I have the following problem. Let $R$ be a ring and let $e$ be an idempotent in $R$. We consider $R$ as an $R$-module. Let $R \cdot e$ be the submodule generated by $e$ (since it happens in the $R$-module $R$, it is the same as the left ideal generated by $e$). Show that $R = R\cdot e \oplus Ann R(e)$ (i.e. $R = R·e+AnnR(e)$ and $R·e∩AnnR(e) =\{0\}$), where $AnnR(m) := \{r ∈ R \; | \; r= 0\}$ is the annihilator of $m$ in $R$.
This is my attempt at a proof: $R$ is simple when the submodules of $R$ are $\{0\}$ and $\{R\}$. As $e$ is idempotent I figured $e=0$ or $e=1$. Therefore $R·e$ must be $\{0\}$ and $\{R\}$ therefore simple.
However I found in my notes that "If $R$ is simple, then $R$ is generated by any nonzero element: If $r∈R\setminus \{0\}$ then the submodule generated by $e$ is nonzero, and then must be $R$.
Therefore $R·e$ is nonzero so $\{r∈R \; | \; re \text{ nonzero}\}$ and $AnnR(e)=\{r∈R \; | \; re = 0\}$. Therefore the intersection must be $\{0\}$.
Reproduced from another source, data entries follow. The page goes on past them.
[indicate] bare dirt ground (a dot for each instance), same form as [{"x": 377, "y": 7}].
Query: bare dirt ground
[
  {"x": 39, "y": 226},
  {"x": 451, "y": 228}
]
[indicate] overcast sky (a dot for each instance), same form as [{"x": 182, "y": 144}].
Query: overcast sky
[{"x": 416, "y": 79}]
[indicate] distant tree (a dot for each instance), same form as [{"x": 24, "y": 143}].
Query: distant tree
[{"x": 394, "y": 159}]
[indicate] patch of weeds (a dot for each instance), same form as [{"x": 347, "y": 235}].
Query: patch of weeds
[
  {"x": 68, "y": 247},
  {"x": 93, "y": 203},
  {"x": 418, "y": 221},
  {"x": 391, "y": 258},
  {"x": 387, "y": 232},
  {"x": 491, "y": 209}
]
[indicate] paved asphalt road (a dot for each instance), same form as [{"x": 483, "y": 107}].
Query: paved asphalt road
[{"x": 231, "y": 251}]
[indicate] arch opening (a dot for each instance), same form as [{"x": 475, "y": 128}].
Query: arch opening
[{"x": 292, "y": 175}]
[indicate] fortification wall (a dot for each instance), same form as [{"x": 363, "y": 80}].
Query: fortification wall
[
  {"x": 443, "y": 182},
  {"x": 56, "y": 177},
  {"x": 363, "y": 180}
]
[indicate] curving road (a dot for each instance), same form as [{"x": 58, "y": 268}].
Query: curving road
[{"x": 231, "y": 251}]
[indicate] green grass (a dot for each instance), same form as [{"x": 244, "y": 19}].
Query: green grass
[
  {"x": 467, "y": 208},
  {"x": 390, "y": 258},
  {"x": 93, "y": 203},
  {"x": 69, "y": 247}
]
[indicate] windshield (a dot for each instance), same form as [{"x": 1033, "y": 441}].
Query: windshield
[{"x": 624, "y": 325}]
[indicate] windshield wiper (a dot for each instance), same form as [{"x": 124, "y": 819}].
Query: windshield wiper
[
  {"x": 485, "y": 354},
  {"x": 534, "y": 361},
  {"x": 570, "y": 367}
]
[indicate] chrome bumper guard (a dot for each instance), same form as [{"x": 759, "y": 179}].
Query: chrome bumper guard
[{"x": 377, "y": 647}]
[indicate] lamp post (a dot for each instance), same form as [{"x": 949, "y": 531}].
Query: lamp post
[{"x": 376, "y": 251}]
I'm not sure if I have contradicted myself in this question, or if my method was along the right lines.
Why should you have $e \in \{0,1\}$? And why should $R$ be simple?
It's as easy as that:
We have $r=re+(r-re)$, which shows $R = Re+\operatorname{Ann}_R(e)$.
$Re \cap \operatorname{Ann}_R(e)=0$ might be still easier, because it is straight forward.